Die Aufnahme eines bereits in den Ansprüchen und der Beschreibung der erteilten Fassung enthaltenen Merkmals in einen unabhängigen Anspruch kann nicht als Änderung gewertet werden, die es rechtfertigt, als neuen Einspruchsgrund Art. 100 b) EPÜ zuzulassen, wonach das europäische Patent als Ganzes die Erfindung so deutlich und vollständig offenbaren muss, dass ein Fachmann sie ausführen kann (T 1053/05; s. auch T 739/08 und T 565/13).

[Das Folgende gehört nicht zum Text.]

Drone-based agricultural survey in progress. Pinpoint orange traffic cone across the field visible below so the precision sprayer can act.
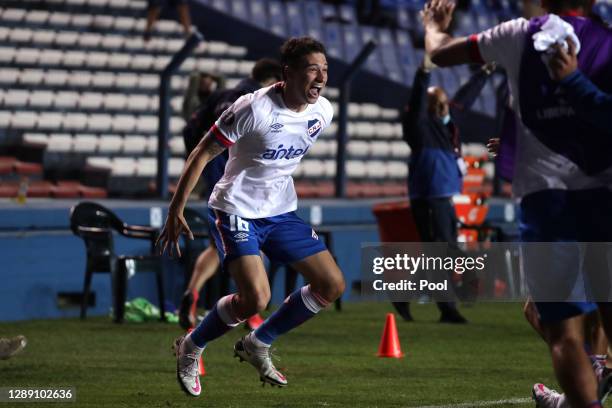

In T 2155/17 stellte die Kammer fest, dass der betreffende neue Einwand wegen Erweiterung des Gegenstands sich auf die Änderung und nicht auf die Kombination von Merkmalen in den erteilten Ansprüchen bezog und daher keinen neuen Einspruchsgrund im Sinne von G 10/91 (ABl. 1993, 420) darstellte.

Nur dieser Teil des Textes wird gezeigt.